第9話「新世界機構の影」
決勝戦を翌日に控えた夜。カイトは道場の裏山で、傷を癒やしていた。クロウとの激戦で負った火傷が、まだ僅かに痛む。
「やはり、ここにいたか」
轟が現れ、カイトに古びた写真を差し出した。そこには若かりし日の轟と、見覚えのある男の姿があった。
「サクラの父上...ですか?」
「ああ。そして、新世界機構の前身となる研究所のメンバーだ」
轟の表情が、月明かりに浮かび上がる。
「環境変動が起きる前、私たちはナノテクノロジーの研究をしていた。

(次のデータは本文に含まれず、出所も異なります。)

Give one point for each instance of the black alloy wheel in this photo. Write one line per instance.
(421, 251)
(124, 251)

人類の未来のために」
その時、サクラが息を切らして駆けつけた。
「大変です!クロウが...クロウが新世界機構に連れて行かれそうに!」
三人が競技場に駆けつけた時、黒装束の男たちがクロウを取り囲んでいた。
「貴様の力は、我々のものだ」
「触るな!」
クロウの紅蓮魔斬が火を噴く。しかし、男たちは怯まない。
「その炎こそ、我々の求める力...」
「させるか!」
カイトの風が、黒装束の男たちを吹き飛ばす。サクラの氷の壁が、クロウを守る。
「おまえたち...」
クロウの目に、驚きの色が浮かぶ。
「なぜ、助けた」
「当たり前だろ。明日の決勝を前に、ライバルを取られてたまるか」
カイトの言葉に、クロウは小さく笑った。
「轟...!」
黒装束の男の一人が、轟を見て声を上げる。
「久しいな、加賀」
「裏切り者が、まだ生きていたとはな」
緊張が走る。しかし、その時、何者かの気配を感じ取った轟が叫ぶ。
「伏せろ!」
青い光線が、夜空を切り裂く。新たな敵の気配に、全員が身構える。
「明日の決勝...中止にした方がいいかもしれません」
サクラの進言に、カイトは首を振った。
「いや、むしろ開催する。奴らの目的を、はっきりさせるんだ」
轟は静かに頷いた。
「全ては、明日決まる」
夜風が、不穏な予感を運んでくる。決勝戦は、単なる試合以上の意味を持ち始めていた。